You’ll admit it’s not the berries,
In a building that’s so tall . . .
“It’s over,” Jack assures her for the tenth or twentieth or fiftieth time. “They got him. The airplanes got him, Ann. He can’t hurt you, not anymore.”
And she’s trying to remember through the clamor of voices and machines and the popping of flash bulbs—Did he hurt me? Is that what happened?—when the crowd divides like the holy winds of Jehovah parting the waters for Moses, and for the first time she can see what’s left of the ape. And she screams, and they all think she’s screaming in terror at the sight of a monster. They do not know the truth, and maybe she does not yet know herself and it will be weeks or months before she fully comprehends why she is standing there screaming and unable to look away from the impossible, immense mound of black fur and jutting white bone and the dark rivulets of blood leaking sluggishly from the dead and vanquished thing.
“Don’t look at it,” Jack says, and he covers her eyes with a callused palm. “It’s nothing you need to see.”

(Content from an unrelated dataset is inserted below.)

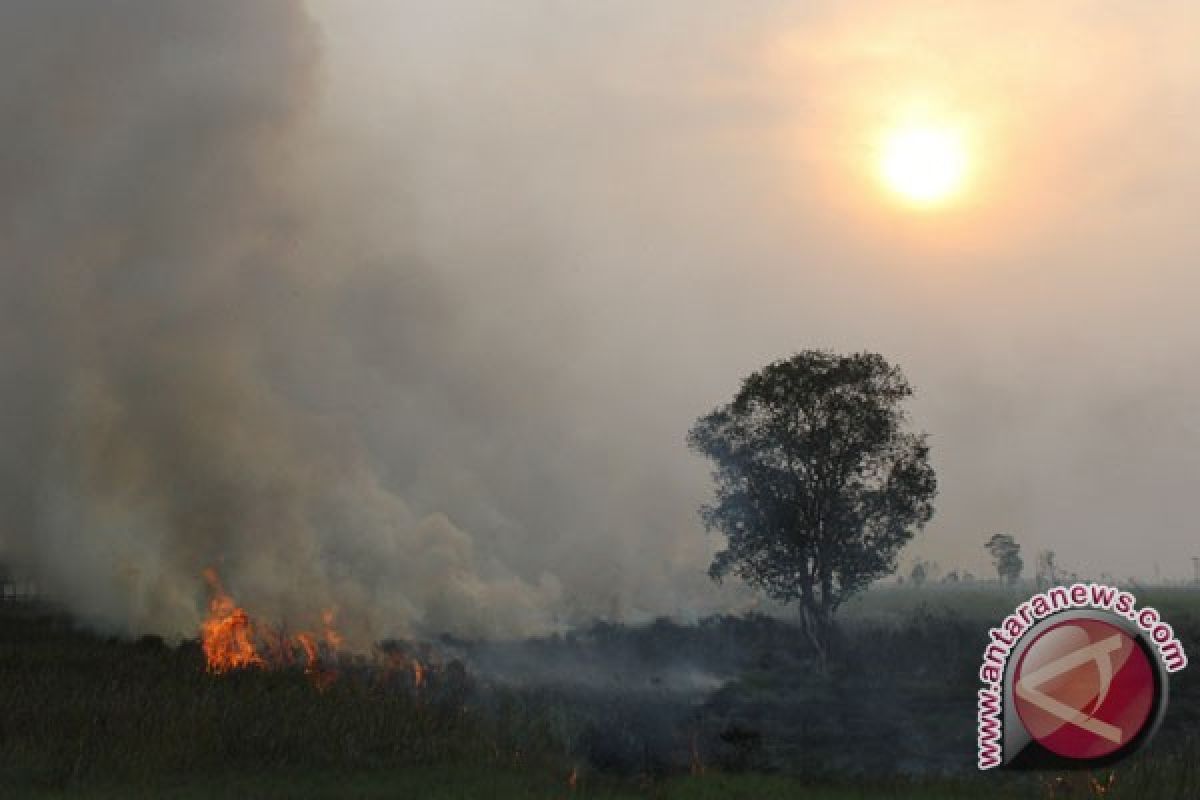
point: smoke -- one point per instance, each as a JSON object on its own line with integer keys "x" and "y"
{"x": 178, "y": 364}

So she does not see, shutting her bright blue eyes and all the eyes of her soul, the eyes without and those other eyes within. Shutting herself, slamming closed doors and windows of perception, and how
could she have known that she was locking in more than she was locking out. Don’t look at it, he said, much too late, and these images are burned forever into her lidless, unsleeping mind’s eye.
A sable hill from which red torrents flow.
Ann kneels in clay and mud the color of a slaughterhouse floor, all the shades of shit and blood and gore, and dips her fingertips into the stream. She has performed this simple act of prostration times beyond counting, and it no longer holds for her any revulsion. She comes here from her nest high in the smoldering ruins of Manhattan and places her hand inside the wound, like St. Thomas fondling the pierced side of Christ. She comes down to remember, because there is an unpardonable sin in forgetting such a forfeiture. In this deep canyon molded not by geologic upheaval and erosion but by the tireless, automatic industry of man, she bows her head before the black hill. God sleeps there below the hill, and one day he will awaken from his slumber, for all those in the city are not faithless. Some still remember and follow the buckled blacktop paths, weaving their determined pilgrims’ way along decaying thoroughfares and between twisted girders and the tumbledown heaps of burnt-out rubble. The city was cast down when God fell from his throne (or was pushed, as some have dared to whisper), and his fall broke apart the ribs of the world and sundered even the progression of one day unto the next so that time must now spill backwards to fill in the chasm. Ann leans forward, sinking her hand in up to the wrist, and the steaming crimson stream begins to clot and scab where it touches her skin.
Above her, the black hill seems to shudder, to shift almost imperceptibly in its sleep.